まだあまり時間は経っていないのだから、渋澤達はきっとまだその近辺にいるはずだ。
笹本はきょろきょろと辺りを見回しながら焼き肉店の前に戻った。
「……いない、か。……だよな……はは」
食べるものを食べたのだから用のない店に長居する筈もない。
せっかく勇気を振り絞って戻ってきたのに……と、笹本は肩を落としたが、その時背後から名前を呼ばれて振り返る。
「笹本さん!」
「え?渋澤に小泉!」
見れば渋澤と小泉が笹本の背後に立っていた。
2人ともジョギングでもしたかのように、若干息が荒く肩が大きく上下している。
「あの……2人とも大丈夫?」
「それはこっちの台詞ですよ。何なんすか急に走り出すし」
「え?」
意味がわからなかった。

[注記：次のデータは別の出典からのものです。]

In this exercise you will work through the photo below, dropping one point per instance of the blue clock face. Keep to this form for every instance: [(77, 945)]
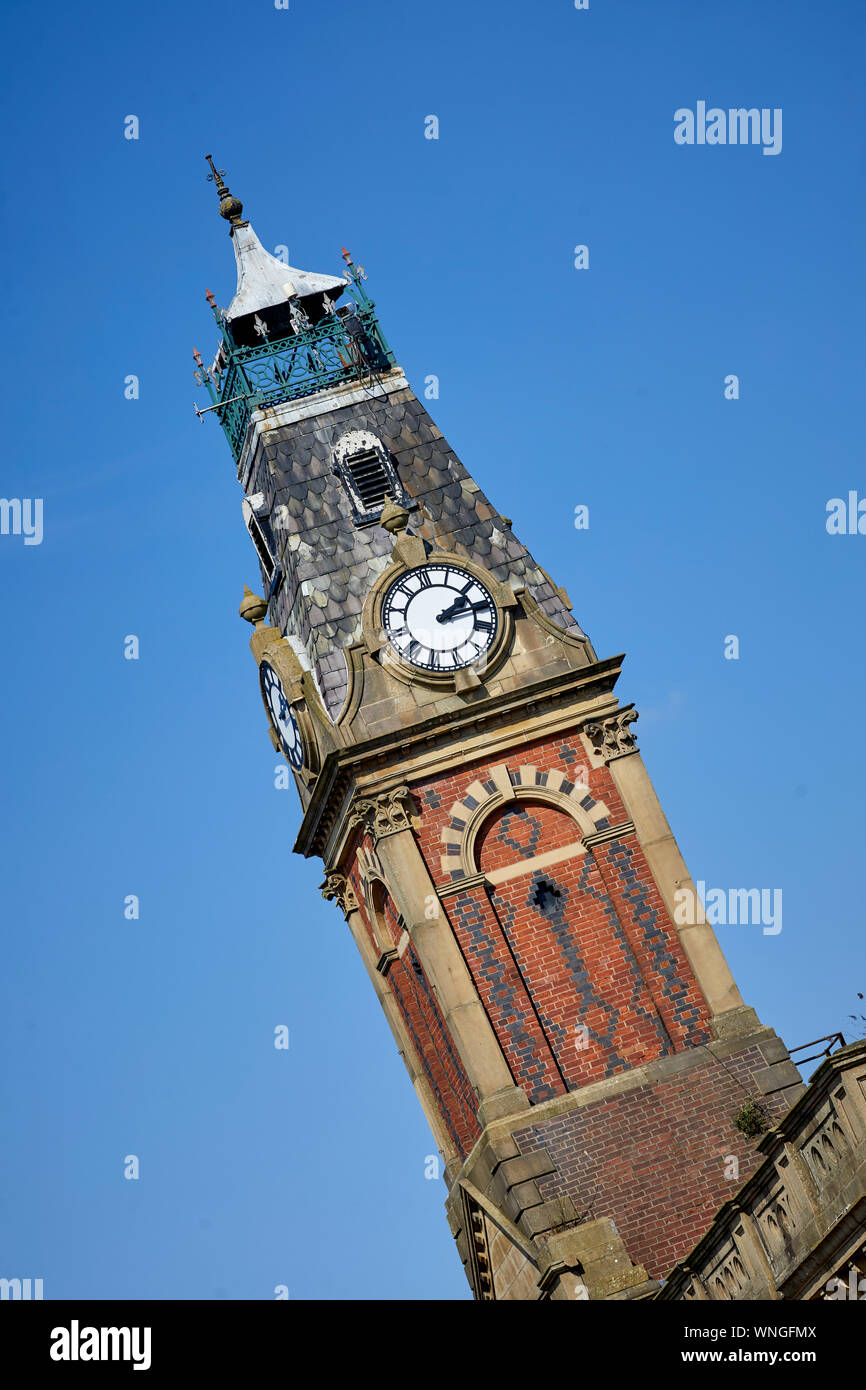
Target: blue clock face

渋澤の言い分ではまるで笹本の後を追ってきたかのように聞こえる。
笹本が首を傾げると小泉が口を開いた。
「あのですね、笹本さんが心配だからこっそり後ろからつけてってバスに乗るところまで見守ろうって話になりまして。それで急に笹本さんが方向転換して走るもんだから俺達も走って追いかけてきたわけです」
「意外と足速いんでびっくりしたんですけど」
「僕を追いかけて……?そうだったのか」
自分を心配してついてきてくれていただなんて。
気持ちがどんどん高揚し、膨れ上がる。